The pharmaceutical industry is significantly more emission-intensive than the automotive industry, according to a new study from McMaster University (via Science Direct). The intensity of pharmaceutical emissions is about 55% higher than that of automotive, though there is a great level of variability in emissions between peers with comparable revenues, the report indicates.

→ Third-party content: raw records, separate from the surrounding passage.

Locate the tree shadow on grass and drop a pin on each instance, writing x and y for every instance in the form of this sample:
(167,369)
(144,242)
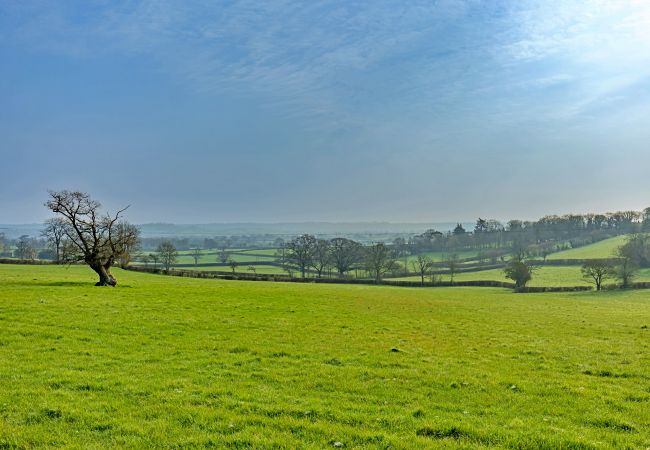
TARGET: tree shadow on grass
(35,282)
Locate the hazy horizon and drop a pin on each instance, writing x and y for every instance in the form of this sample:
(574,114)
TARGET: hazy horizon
(285,112)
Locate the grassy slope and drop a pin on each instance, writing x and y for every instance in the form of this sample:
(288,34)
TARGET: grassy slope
(543,276)
(172,362)
(603,249)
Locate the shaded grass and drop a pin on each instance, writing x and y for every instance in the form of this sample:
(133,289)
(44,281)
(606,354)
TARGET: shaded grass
(185,363)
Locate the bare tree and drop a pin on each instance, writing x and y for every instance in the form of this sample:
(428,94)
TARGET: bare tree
(24,248)
(233,265)
(422,265)
(154,259)
(345,253)
(98,239)
(379,260)
(627,267)
(167,254)
(54,233)
(596,271)
(321,256)
(223,256)
(453,264)
(145,260)
(300,251)
(196,254)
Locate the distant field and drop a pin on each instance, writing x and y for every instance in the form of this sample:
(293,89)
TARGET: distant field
(211,256)
(542,276)
(243,268)
(602,249)
(262,251)
(172,362)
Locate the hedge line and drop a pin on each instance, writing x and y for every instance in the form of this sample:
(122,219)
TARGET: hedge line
(286,278)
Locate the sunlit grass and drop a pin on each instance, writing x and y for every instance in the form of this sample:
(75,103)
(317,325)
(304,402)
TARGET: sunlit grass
(186,363)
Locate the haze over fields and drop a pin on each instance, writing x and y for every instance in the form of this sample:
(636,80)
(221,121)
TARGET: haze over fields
(281,111)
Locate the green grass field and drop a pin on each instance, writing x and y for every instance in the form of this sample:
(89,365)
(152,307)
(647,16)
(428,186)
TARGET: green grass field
(243,268)
(602,249)
(542,276)
(172,362)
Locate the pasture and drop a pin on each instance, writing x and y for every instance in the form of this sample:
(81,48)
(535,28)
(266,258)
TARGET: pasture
(602,249)
(186,363)
(543,276)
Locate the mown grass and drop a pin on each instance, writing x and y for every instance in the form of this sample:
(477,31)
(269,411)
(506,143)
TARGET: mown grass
(186,363)
(602,249)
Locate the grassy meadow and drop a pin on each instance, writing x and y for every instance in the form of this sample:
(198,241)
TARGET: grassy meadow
(602,249)
(543,276)
(172,362)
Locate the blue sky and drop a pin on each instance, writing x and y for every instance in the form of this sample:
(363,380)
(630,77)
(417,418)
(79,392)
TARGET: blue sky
(201,111)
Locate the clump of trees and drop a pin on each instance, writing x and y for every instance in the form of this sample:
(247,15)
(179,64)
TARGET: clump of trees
(167,253)
(597,271)
(88,235)
(520,271)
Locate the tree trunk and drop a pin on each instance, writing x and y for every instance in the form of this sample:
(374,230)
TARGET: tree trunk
(105,277)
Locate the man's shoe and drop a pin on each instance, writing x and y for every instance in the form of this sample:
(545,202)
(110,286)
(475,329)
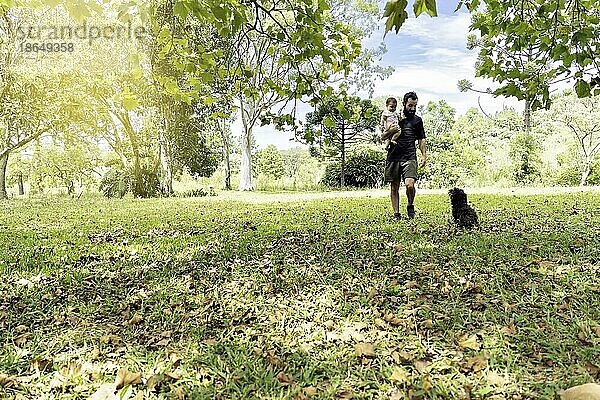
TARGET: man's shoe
(410,210)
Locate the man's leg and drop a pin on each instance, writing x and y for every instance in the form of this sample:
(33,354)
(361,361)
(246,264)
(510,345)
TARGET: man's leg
(410,190)
(395,197)
(410,195)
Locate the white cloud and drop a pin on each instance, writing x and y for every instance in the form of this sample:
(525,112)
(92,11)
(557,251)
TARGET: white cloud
(430,57)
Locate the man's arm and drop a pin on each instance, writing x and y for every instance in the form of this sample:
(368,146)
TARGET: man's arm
(423,152)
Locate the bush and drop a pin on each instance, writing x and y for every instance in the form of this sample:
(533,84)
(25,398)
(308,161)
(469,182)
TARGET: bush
(117,182)
(364,168)
(198,193)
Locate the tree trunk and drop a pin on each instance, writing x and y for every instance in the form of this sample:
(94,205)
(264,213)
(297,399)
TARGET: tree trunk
(226,153)
(246,166)
(70,188)
(3,164)
(527,116)
(587,168)
(138,185)
(164,150)
(343,176)
(20,184)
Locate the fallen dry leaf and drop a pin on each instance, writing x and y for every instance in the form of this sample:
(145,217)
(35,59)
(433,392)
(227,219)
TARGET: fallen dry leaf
(399,375)
(138,396)
(364,349)
(589,391)
(379,323)
(306,393)
(285,379)
(392,319)
(344,394)
(7,381)
(136,319)
(509,330)
(495,379)
(310,391)
(402,357)
(125,377)
(476,363)
(421,365)
(469,342)
(105,392)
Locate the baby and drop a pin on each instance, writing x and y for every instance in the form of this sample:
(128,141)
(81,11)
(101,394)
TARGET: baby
(390,120)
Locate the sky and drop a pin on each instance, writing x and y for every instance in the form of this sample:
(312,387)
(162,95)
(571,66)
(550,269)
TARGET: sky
(430,56)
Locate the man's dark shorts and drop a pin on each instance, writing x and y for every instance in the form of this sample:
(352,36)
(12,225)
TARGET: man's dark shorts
(398,171)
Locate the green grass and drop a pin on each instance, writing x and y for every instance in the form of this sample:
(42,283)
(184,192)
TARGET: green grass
(209,298)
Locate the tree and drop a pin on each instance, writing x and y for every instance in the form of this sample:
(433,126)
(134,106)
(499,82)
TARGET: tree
(269,162)
(66,164)
(582,118)
(31,106)
(338,124)
(525,153)
(558,39)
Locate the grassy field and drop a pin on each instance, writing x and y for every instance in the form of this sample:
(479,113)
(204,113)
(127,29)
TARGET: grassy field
(318,298)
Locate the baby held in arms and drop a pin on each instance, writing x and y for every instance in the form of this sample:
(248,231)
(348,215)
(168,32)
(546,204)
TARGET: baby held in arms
(390,119)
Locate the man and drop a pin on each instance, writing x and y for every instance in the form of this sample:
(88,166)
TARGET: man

The report found that the emissions intensity of pharmaceutical companies in 2015 was 48.55 metric tons of carbon dioxide equivalent per million dollars, compared to the automotive sector’s 31.4 metric tons in the same year. The analysis was based on direct emissions generated by the companies’ operations and to the indirect emissions generated by the electricity purchased by these companies.
Total global emissions for pharma was about 52 megatonnes in 2015, compared to 46.4 generated by the automotive market, despite the fact that the pharma market is 28% smaller than automotive, per the study’s calculations.
Procter & Gamble’s CO2 emissions were five times greater than Johnson & Johnson’s in 2015, though the companies generated the same levels of revenue and sell similar lines of products; Eli Lilly emissions were 5.5 times greater than those from Roche, according to the report.
German company Bayer AG’s emission intensity appears to be more than four times greater than the overall pharmaceutical sector, but when looked at more closely, the study’s authors found that, while Bayer reports its financial revenues separately for each division, all divisions are reported together when it comes to emissions.
“This level of opacity makes it not only impossible to assess the true environmental performance of these kind of companies. It also raises questions about the sincerity of these companies’ strategies and actions in reducing their contribution to climate change,” wrote Lotfi Belkhir, Associate Professor & Chair of Eco-Entrepreneurship at McMaster University and one of the authors of the study.